Luck was with us ! We had to start motoring just after cocktails at
around 7:00 p.m. last night, but we were able to sail again as early as
3:00 this morning. Up to now, it has been perfect sailing, starting on
close haul and moving gradually into running. It should keep that way
until the day after tomorrow when the wind will perform another 360. We
are currently under full genoa on the pole and 2 reefs on the main (to
allow the windvane to work properly) with 15 knots of wind on the port
side 150 degrees.
For the last 24 hours, we have covered 124 miles over the ground and
closed on Neiafu by only 114, with 456 miles to go.
Overall, still nice sailing.

Saturday, October 10, 2009

The best of the best

All day yesterday and all night, we have been waiting for the wind to
veer to NE then N then West before dying and forcing us to hoist the
Yanmar sail.
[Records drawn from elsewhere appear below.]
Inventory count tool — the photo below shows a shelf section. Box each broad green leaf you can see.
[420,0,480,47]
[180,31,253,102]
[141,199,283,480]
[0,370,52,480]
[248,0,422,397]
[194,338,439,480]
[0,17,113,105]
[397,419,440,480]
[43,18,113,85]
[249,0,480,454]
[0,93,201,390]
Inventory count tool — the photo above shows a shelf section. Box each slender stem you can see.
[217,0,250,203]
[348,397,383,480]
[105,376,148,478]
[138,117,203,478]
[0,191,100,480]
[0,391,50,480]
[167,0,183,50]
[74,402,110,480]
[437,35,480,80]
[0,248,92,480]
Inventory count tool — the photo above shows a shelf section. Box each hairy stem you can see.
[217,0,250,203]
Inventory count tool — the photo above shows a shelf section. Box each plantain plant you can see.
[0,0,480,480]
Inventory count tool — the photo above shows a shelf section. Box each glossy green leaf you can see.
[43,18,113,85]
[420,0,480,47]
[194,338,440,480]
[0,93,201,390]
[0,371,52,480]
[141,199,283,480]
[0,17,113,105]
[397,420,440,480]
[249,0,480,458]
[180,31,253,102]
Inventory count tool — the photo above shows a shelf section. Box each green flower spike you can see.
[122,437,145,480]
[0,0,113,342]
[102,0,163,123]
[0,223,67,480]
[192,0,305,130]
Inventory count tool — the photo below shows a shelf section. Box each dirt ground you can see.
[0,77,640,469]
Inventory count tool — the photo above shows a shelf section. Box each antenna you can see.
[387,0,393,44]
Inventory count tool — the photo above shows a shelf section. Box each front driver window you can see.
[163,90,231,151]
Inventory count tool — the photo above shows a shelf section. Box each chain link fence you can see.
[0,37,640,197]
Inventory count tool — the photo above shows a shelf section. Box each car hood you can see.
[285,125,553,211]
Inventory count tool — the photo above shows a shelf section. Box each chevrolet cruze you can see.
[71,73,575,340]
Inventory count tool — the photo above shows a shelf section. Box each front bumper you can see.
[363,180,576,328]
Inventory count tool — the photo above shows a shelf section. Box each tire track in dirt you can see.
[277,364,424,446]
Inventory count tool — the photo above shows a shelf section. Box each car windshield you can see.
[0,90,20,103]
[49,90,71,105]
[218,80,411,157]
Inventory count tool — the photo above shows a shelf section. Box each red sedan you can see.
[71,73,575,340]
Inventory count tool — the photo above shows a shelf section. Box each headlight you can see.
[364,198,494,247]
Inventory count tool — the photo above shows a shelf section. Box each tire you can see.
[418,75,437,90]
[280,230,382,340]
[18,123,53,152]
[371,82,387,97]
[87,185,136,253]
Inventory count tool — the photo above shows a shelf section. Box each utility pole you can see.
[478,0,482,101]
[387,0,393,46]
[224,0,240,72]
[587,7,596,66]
In fact, all night last night, it stayed ESE with overcast
skies and drizzle, but this morning it started veering to ENE then NE
and I thought that this was the beginning of the end.
In fact, since 11 this morning, the wind set itself on NE 15 knots and
has not changed since. We have full genoa and full main with the wind at
60 degrees on starboard tack and we are sailing nicely at 5.5 knots. The
sea is blue, the sky sunny, the swell at last is that long gentle swell
that we were promised for the Pacific, and I am beginning to believe
that we might get lucky and keep that wind much longer until it is ready
to switch rapidly to SW, then SSW then S then SE. We might possibly make
Neiafu on the 14th instead of the 15th.
It will take around 9 days to get to Noumea, so I am thinking that we
will have to leave Neiafu no later than 19th to make Noumea before then
end of the month.
Yesterday, a gigantic fish struck and not only took the lure but also
broke the line, after putting so much tension on it that when it broke
it became severely entangled. Claude spent a good part of the afternoon
sorting out the mess. We are again fishing with the line out, but so far
no strike.
This turns out to be a wonderful day at sea.

Friday, October 9, 2009

Having it good

Since we left Rarotonga, we have a nice 15 to 20 knots wind from the SE,
maybe a little too much on the stern, but pushing us anyway in the right
direction at 5 to 6 knots.
I keep checking the Grib files and they keep telling me the same story.
Starting tomorrow noon, we might have to hoist the Yanmar sail. I hope
it won't be the case, but it is doubtful.
We have so far covered 138 miles with 698 to go to Neiafu. This time
round though I don't think we will average 140 miles per day and I
expect to arrive on the 15th morning rather than the 14th. I will
probably have to keep my stay there short as I need some time in Noumea
before heading for New Zealand.
Yesterday, I got confirmation that I will have a crew from Noumea to New
Zealand. He is a friend of the National Captain of the New Zealand
brothers of the Coast and I am looking forward to that.
This gives me time to find one, or possibly two crews to do with me at
least Sydney-Capetown, and possibly all the way back to France.

Thursday, October 8, 2009

Rarotonga - Sailing away

Thursday morning. Up at 7, not that we are in a hurry, but today is the
day to go. First, like everyday, breakfast, then harbour master to
recover the clearance.
Then, taking our time, we prepared the boat, put everything away, did a
bit of cleaning, cast the mooring, heave up the anchors and get out to
meet again with the huge Pacific swell, the heavy rolling with 25 knots
of wind from SSE.
We have 830 miles to go and should get to Neiafu within about 6 days.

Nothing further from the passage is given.